The document is informational and describes use cases and requirements
for SIP-based Media Recording.
Overall I agree with the stated requirements in the document and
consider the Privacy and Security Considerations sufficient.

Privacy and Security sections could be enhanced by clarifying that the
integrity and correctness of the recorded data is not ensured by
(cryptographic) means to ensure that the CS has not been tampered with
(also see below). At least AFAIK. This would have to be done by
organizational and technical controls that prevent tampering with the
recording UA and the data stream between end point UA and SRC.

Best regards, Tobias

Ps.: On a personal note a small suggestion/idea for the authors:

- it seem the non-repudiation, authenticity and completeness (no dropped
packets) of recorded CS linked to individual participants is basically
unproven (if not impossible to prove in this setting?).

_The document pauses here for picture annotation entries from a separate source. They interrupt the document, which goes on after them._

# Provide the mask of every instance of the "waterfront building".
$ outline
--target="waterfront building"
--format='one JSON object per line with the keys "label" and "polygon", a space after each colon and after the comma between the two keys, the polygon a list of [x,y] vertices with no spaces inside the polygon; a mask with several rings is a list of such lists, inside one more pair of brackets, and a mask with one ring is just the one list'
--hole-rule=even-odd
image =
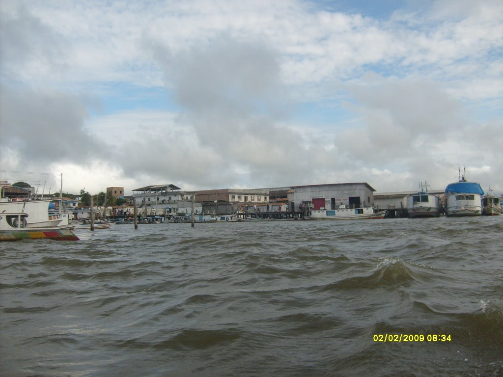
{"label": "waterfront building", "polygon": [[107,187],[107,196],[113,197],[116,199],[123,199],[124,188],[123,187]]}
{"label": "waterfront building", "polygon": [[194,192],[196,199],[199,202],[254,204],[269,201],[269,192],[267,189],[222,189]]}
{"label": "waterfront building", "polygon": [[288,193],[291,211],[335,210],[341,205],[348,208],[369,207],[374,203],[375,191],[366,182],[309,184],[291,189]]}
{"label": "waterfront building", "polygon": [[[192,197],[195,198],[194,192],[184,191],[174,184],[145,186],[132,191],[139,214],[142,216],[190,214]],[[203,210],[202,206],[195,203],[194,210],[199,213]]]}

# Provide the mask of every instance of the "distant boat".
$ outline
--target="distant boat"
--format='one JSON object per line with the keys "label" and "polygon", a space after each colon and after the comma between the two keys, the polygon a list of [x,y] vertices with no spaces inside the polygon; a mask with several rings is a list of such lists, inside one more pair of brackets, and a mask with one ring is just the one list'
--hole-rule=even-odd
{"label": "distant boat", "polygon": [[482,214],[486,216],[499,216],[501,214],[499,198],[494,195],[482,197]]}
{"label": "distant boat", "polygon": [[26,228],[26,213],[7,212],[0,214],[0,241],[46,238],[56,241],[78,241],[78,237],[69,228]]}
{"label": "distant boat", "polygon": [[117,219],[115,221],[115,223],[117,224],[133,224],[134,223],[134,219],[131,219],[130,218],[120,218]]}
{"label": "distant boat", "polygon": [[356,220],[365,219],[384,219],[385,211],[377,211],[374,207],[346,208],[340,206],[337,210],[311,211],[311,215],[304,216],[306,220]]}
{"label": "distant boat", "polygon": [[[106,223],[101,223],[99,221],[95,221],[94,226],[95,229],[108,229],[110,227],[110,225],[113,223],[107,222]],[[91,223],[89,220],[86,219],[80,224],[73,225],[74,229],[91,229]]]}
{"label": "distant boat", "polygon": [[458,182],[445,188],[446,213],[448,216],[480,216],[481,197],[484,191],[477,182],[469,182],[464,175]]}
{"label": "distant boat", "polygon": [[407,197],[407,211],[409,217],[438,217],[442,211],[442,200],[429,194],[428,185],[420,183],[419,191]]}
{"label": "distant boat", "polygon": [[235,215],[219,215],[217,216],[217,222],[235,222],[239,221]]}

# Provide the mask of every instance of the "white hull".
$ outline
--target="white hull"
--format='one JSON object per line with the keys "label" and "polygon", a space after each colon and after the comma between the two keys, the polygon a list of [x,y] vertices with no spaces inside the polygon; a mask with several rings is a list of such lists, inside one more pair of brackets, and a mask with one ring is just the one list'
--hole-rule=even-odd
{"label": "white hull", "polygon": [[446,198],[446,213],[448,216],[480,216],[482,215],[480,196],[471,194],[473,200],[458,199],[458,193],[451,194]]}
{"label": "white hull", "polygon": [[492,195],[482,197],[482,214],[485,216],[498,216],[501,214],[499,198]]}
{"label": "white hull", "polygon": [[482,215],[481,196],[484,194],[476,182],[460,180],[447,185],[445,189],[445,209],[448,216],[480,216]]}
{"label": "white hull", "polygon": [[407,198],[409,217],[438,217],[442,212],[440,199],[433,194],[420,192]]}
{"label": "white hull", "polygon": [[217,222],[219,223],[233,223],[239,221],[235,215],[220,215],[217,217]]}
{"label": "white hull", "polygon": [[320,210],[311,211],[311,216],[305,217],[306,220],[356,220],[365,219],[383,219],[386,211],[375,212],[372,207],[339,210]]}
{"label": "white hull", "polygon": [[26,214],[26,228],[58,227],[68,224],[68,214],[49,214],[49,204],[54,199],[27,201],[26,202],[2,202],[0,212]]}

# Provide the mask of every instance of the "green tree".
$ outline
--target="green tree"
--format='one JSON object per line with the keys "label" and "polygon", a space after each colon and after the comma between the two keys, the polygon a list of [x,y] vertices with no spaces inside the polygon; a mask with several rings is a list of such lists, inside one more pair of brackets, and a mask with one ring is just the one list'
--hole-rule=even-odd
{"label": "green tree", "polygon": [[[59,195],[57,193],[54,194],[54,195],[56,197],[59,197]],[[69,193],[61,193],[61,196],[63,198],[69,198],[70,199],[74,199],[75,197],[77,196],[73,194],[70,194]]]}
{"label": "green tree", "polygon": [[85,191],[86,187],[80,190],[80,203],[82,206],[89,207],[91,205],[91,196],[87,191]]}

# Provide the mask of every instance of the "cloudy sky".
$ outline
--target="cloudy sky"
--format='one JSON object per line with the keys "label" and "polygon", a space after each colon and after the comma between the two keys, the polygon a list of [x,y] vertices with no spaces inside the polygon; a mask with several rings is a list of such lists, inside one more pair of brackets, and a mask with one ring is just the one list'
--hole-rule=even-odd
{"label": "cloudy sky", "polygon": [[2,0],[0,12],[0,180],[385,192],[442,190],[464,166],[503,193],[500,0]]}

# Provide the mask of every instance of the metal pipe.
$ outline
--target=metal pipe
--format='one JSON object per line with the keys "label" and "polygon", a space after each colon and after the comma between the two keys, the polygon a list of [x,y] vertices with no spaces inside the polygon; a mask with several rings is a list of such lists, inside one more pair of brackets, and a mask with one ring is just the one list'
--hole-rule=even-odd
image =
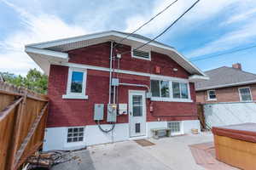
{"label": "metal pipe", "polygon": [[113,42],[111,42],[111,47],[110,47],[110,62],[109,62],[109,94],[108,94],[108,104],[111,103],[112,56],[113,56]]}

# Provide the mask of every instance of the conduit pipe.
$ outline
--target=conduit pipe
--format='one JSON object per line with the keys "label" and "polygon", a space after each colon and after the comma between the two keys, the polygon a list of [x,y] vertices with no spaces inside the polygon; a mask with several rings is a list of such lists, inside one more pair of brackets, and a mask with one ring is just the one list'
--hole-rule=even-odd
{"label": "conduit pipe", "polygon": [[112,58],[113,58],[113,42],[111,42],[111,46],[110,46],[108,104],[111,103]]}

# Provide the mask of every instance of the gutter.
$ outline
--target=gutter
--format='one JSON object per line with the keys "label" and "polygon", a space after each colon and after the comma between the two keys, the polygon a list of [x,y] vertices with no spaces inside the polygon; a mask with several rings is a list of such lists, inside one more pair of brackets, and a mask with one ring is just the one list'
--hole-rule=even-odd
{"label": "gutter", "polygon": [[208,90],[208,89],[213,89],[213,88],[228,88],[228,87],[247,85],[247,84],[253,84],[253,83],[256,83],[256,80],[243,82],[230,83],[230,84],[224,84],[224,85],[218,85],[218,86],[212,86],[212,87],[207,87],[207,88],[197,88],[197,89],[195,89],[195,91],[203,91],[203,90]]}

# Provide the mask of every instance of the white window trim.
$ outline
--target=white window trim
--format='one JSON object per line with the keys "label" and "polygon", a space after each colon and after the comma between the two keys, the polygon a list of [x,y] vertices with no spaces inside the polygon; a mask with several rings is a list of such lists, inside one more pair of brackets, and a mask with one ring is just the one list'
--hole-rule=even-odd
{"label": "white window trim", "polygon": [[184,128],[183,128],[183,121],[169,121],[167,122],[167,128],[168,127],[168,122],[179,122],[179,132],[176,132],[176,133],[172,133],[171,132],[171,136],[175,136],[175,135],[181,135],[181,134],[184,134]]}
{"label": "white window trim", "polygon": [[[67,131],[68,128],[84,128],[84,138],[83,138],[83,141],[79,141],[79,142],[67,142]],[[64,143],[64,147],[65,148],[69,148],[69,147],[75,147],[75,146],[81,146],[81,145],[84,145],[85,147],[85,128],[86,127],[67,127],[66,128],[66,133],[65,133],[65,143]]]}
{"label": "white window trim", "polygon": [[132,58],[141,59],[141,60],[151,61],[151,51],[150,50],[140,50],[140,51],[144,51],[144,52],[148,52],[148,53],[149,56],[148,56],[148,59],[147,59],[147,58],[138,57],[138,56],[133,55],[133,50],[134,49],[136,49],[136,48],[131,48],[131,55]]}
{"label": "white window trim", "polygon": [[[249,92],[250,92],[250,96],[251,96],[251,100],[245,100],[243,101],[242,99],[241,99],[241,94],[240,93],[240,89],[242,89],[242,88],[249,88]],[[240,98],[240,101],[241,102],[248,102],[248,101],[253,101],[253,96],[252,96],[252,92],[251,92],[251,88],[250,87],[243,87],[243,88],[238,88],[238,94],[239,94],[239,98]]]}
{"label": "white window trim", "polygon": [[[72,93],[71,92],[70,88],[71,88],[72,73],[73,73],[73,71],[84,72],[83,84],[82,84],[82,93]],[[88,96],[85,95],[85,91],[86,91],[85,90],[86,89],[86,78],[87,78],[87,70],[86,69],[69,67],[69,69],[68,69],[68,77],[67,77],[66,94],[62,95],[62,99],[87,99]]]}
{"label": "white window trim", "polygon": [[[210,91],[214,91],[215,99],[210,99]],[[217,100],[216,90],[207,90],[207,101],[216,101],[216,100]]]}
{"label": "white window trim", "polygon": [[[165,98],[165,97],[151,97],[151,100],[153,101],[166,101],[166,102],[193,102],[191,99],[191,94],[190,94],[190,87],[189,87],[189,82],[188,81],[171,81],[171,80],[166,80],[166,79],[158,79],[158,78],[150,78],[151,80],[158,80],[158,81],[168,81],[169,82],[169,98]],[[188,99],[182,99],[182,98],[173,98],[172,95],[172,82],[179,82],[180,83],[186,83],[188,87]],[[181,88],[180,88],[181,90]],[[150,92],[151,92],[151,87],[150,87]],[[161,96],[160,89],[160,95]]]}

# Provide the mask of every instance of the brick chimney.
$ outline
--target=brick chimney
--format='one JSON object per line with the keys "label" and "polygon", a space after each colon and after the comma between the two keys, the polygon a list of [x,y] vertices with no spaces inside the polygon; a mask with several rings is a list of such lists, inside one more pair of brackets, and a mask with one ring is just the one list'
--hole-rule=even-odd
{"label": "brick chimney", "polygon": [[236,63],[236,64],[233,64],[232,65],[232,67],[234,69],[239,69],[240,71],[241,71],[241,63]]}

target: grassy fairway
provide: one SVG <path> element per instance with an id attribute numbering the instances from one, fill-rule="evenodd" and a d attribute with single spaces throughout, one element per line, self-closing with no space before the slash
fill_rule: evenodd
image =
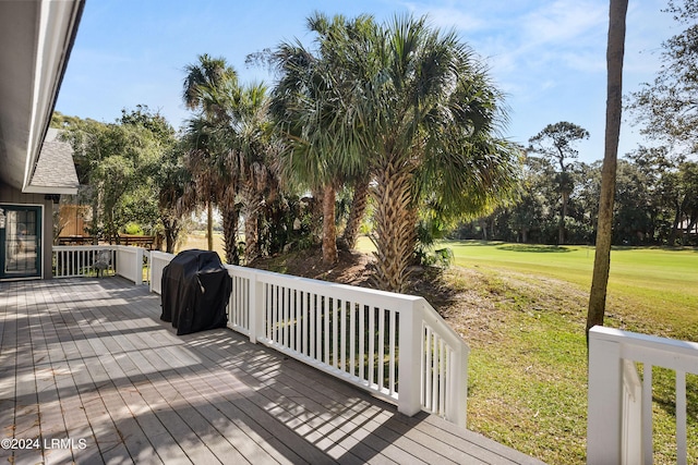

I.e. an evil
recording entity might twist incoming streams from participants to
re-align given answers to different points in the stream or re-align its
own statements.
E.g. actual dialogue:
1. participant A "Do you want to buy this product?" 
2. participant B: "No."
3. participant A "Do you want to abort this operation?"
4. participant B: "Yes."

Could be twisted to:
1. participant A "Do you want to buy this product?" 
4. participant B: "Yes."
3. participant A "Do you want to abort this operation?"
2. participant B: "No."

or with only control of your own recorded data-stream:
3. participant A "Do you want to abort this operation?"
2. participant B: "No."
1. participant A "Do you want to buy this product?" 
4. participant B: "Yes."

I wonder whether authentication means (like signing) your session stream
with a personal key and chronology integrity ensuring mechanisms
(reliably linking messages to timestamps or previous messages from the
other party) would be worth consideration and could prevent such an attack.